Manor House is a Grade II listed building in the North Lincolnshire local planning authority area, England. First listed on 16 June 1986. House.
Manor House
- WRENN ID
- hidden-lintel-twilight
- Grade
- II
- Local Planning Authority
- North Lincolnshire
- Country
- England
- Date first listed
- 16 June 1986
- Type
- House
- Source
- Historic England listing
Description
This is a manor house with origins possibly dating back to the 16th century or earlier. It has undergone significant alterations and rebuilding in the 17th and 18th centuries, followed by further changes in the mid-19th century and renovations in the 20th century.
The house is constructed with timber framing, chalk and ironstone rubble walling to the central section, and brick to the remainder, with a colour-washed finish throughout. The roof is pantiled. It has a gable end facing the road and is arranged on a T-shaped plan, comprising three rooms with an entrance hall (originally a lobby-entry) to the left, a single-room wing to the rear right, and a single-room extension, formerly a stable and granary, to the right. A section of timber framing is visible. The main part of the house is two storeys high with three first-floor windows, and a lower two-storey single-window addition exists to the right. A late 19th- to early 20th-century projecting, flat-roofed brick porch with a six-panelled door beneath a plain fanlight in a round-arched panelled surround, and a coved corniced doorcase, is positioned to the front. C19 twelve-pane sash windows are set within reveals with sills and stucco keyed cambered arches; a three-light sliding sash with glazing bars is positioned to the right, also beneath a similar arch. The right extension features a twelve-pane sliding sash under a segmental arch. Iron tie-bar ends are visible to the left. First-floor windows include a two-light sliding sash with small panes to the left, a twelve-pane sliding sash to the centre, and a six-pane sash to the right, all with segmental arches; the right extension has a twelve-pane sliding sash set at eaves level. Two brick courses corbel outwards to the left, near the mid-first floor window, likely marking the former position of a wall plate. A rebuilt axial stack and a projecting end stack to the right feature dentilled brick cornices. The left return has a twelve-pane ground-floor sash similar to the front, and a sixteen-pane and a twelve-pane sash on the first floor and in the attic, all beneath segmental arches. The rear of the house has five corbelled-out brick courses to the first floor of the main range and sixteen-pane sashes in flush wood architraves to the wing.
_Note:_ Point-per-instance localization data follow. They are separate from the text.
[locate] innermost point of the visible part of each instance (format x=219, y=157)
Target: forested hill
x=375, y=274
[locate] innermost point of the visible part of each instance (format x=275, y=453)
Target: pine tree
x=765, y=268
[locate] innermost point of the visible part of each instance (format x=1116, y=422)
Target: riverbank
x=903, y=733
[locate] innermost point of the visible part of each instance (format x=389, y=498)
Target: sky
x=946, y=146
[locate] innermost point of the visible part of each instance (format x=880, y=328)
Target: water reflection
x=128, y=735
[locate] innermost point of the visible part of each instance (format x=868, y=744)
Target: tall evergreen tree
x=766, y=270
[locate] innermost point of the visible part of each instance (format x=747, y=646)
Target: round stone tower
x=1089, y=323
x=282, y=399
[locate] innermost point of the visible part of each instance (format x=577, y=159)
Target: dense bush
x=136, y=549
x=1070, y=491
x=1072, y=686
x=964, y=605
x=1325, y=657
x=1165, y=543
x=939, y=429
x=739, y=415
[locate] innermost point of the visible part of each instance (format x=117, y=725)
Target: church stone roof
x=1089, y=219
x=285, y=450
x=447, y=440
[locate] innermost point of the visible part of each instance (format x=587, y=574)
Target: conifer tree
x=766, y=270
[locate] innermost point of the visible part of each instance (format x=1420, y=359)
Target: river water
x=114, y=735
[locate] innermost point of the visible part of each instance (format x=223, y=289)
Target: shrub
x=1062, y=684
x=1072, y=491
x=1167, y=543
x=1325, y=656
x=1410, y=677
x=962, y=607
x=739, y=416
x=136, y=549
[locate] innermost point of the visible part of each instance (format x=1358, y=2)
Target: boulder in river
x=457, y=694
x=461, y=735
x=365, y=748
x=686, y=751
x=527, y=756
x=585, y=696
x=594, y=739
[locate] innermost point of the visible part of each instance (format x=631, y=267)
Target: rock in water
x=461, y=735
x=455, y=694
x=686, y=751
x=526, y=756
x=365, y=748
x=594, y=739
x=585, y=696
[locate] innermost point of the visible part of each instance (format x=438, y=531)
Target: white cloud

Inside, a round-arched opening leads to a passage from the entrance to the rear, cut through a former stack in the 19th century. Exposed timber framing includes sections of a central truss to the right of the stack, with a post and the lower section of a pegged arch brace in the ground floor right, clasping a ledge beam which supports the later first floor. The upper section of a post on the first floor has straight braces to a cranked tie beam, forming a pointed arch with roll-mouldings on its underside. A wall to the first floor right has a central timber post with down-braces to a tie-beam, supported by up-braces extending into the roofspace to support a reused wall-plate containing a stop-splayed scarf joint with sallied butts and face keys of late medieval form. The post and braces bear traces of smoke-blackening. A collared and trench-purlin roof dates to the 19th century. A single-flight staircase with turned newels and plain balusters, dated 1872, suggests the probable date for much of the 19th-century remodelling. The house represents a significant survival of a former timber-framed open-hall house.